You have such a lot to learn before you become a MIL, motherinferior. But don't bother, it will be the wrong stuff you learn......

everlong · 27/11/2013 11:16

This reply has been deleted

Message withdrawn at poster's request.

CailinDana · 27/11/2013 13:19

You seem to ascribe really negative motives to people sparkling. I had PND after dd was born and mentioned it whenever it happened to come up, both to people I know and new people at the playgroup I run. Lots of them kindly asked how I was doing now and again. It was lovely and resulted in a couple of friendships becoming much closer and stronger. People generally are kind in my experience.
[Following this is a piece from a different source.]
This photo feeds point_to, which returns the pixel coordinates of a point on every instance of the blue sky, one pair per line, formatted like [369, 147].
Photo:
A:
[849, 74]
If they want to talk about me so what?

Inkspellme · 27/11/2013 14:55

you sound like you and your dh are private people who don't want or need others to know your day to day goings on. theres nothing wrong with that at all. but its not the way the average person is and maybe your mil is more chatty with people about family news than your average person is. so you're poles apart!

I can understand your upset if you feel your boundaries have been crossed. maybe you need to find a middle ground with mil.

She honestly sounds like a nice person who had the best of intentions.

NorthernShores · 27/11/2013 16:04

If you don't ever talk to people you don't know. .. How do you get to know them?